挤出最后的力气,将三颗魔石手榴弹都扔了过去,还是没有打倒对方。不过我已经丢完了……能做的事全都做了。
最后真希望遥先生能摸我的头。努力到了最后一刻,希望能得到奖赏。
「我努力到最后了,所以希望你摸我的头……遥先生。再见……哎呀?」
我没有被摸头,而是被敲了一下。我要坚决抗议不当的对待……可是?
巨大的狼型楼层主蹲在地上,发出「呀呜、呀呜」的叫声。聚集在四周的狗或狼魔物们也难受地「呀呜、呀呜」叫著。在倒地挣扎的狼群中心,遥先生正捏著鼻子站在那里。
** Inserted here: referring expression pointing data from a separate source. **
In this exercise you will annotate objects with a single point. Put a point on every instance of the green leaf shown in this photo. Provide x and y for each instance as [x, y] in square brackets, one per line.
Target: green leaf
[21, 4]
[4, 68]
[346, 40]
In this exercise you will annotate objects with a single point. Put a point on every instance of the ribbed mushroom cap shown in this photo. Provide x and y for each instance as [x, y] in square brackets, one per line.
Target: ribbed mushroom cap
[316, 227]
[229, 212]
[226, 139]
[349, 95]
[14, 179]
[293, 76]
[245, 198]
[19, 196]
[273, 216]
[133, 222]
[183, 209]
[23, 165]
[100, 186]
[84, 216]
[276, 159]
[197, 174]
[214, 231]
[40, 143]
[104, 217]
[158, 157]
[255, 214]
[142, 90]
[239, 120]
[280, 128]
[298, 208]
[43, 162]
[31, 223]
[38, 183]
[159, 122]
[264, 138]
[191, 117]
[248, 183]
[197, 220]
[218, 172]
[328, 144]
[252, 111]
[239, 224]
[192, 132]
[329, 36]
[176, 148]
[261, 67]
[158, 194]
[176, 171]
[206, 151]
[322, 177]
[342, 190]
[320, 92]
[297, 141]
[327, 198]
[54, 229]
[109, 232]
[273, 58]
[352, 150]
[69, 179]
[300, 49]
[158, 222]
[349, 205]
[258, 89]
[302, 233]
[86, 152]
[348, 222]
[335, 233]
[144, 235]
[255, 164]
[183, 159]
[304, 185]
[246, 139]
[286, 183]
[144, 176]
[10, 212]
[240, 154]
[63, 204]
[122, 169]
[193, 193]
太狡猾了,我的手已经动不了,只能忍耐超酸的味道,他自己却偷偷捏著鼻子!
「好久不见~应该说好久没看到大叔以外的生物,就在我想述说内心的喜悦时,才发现你怎么又快死了?又长出痘痘了吗?用狗狗的牙齿戳破的话很不卫生喔。嗯,欧克的剑也不行,但你为什么要给狗狗咬呢?呃,※虽然听起来说不定可行,但狗狗可不行喔?要是被那只狗狗咬头会很痛喔?这么大只想必会比被婊子队长咬还痛……不对,婊子队长还比较凶暴!她可不会呀呜呀呜地叫,而是会牙起来咬人喔!嗯,狗头人也说过她更可怕!!不,我是没问过啦,大概吧?之类的?」(译注:狗狗和说不定可以的日文发音相近。)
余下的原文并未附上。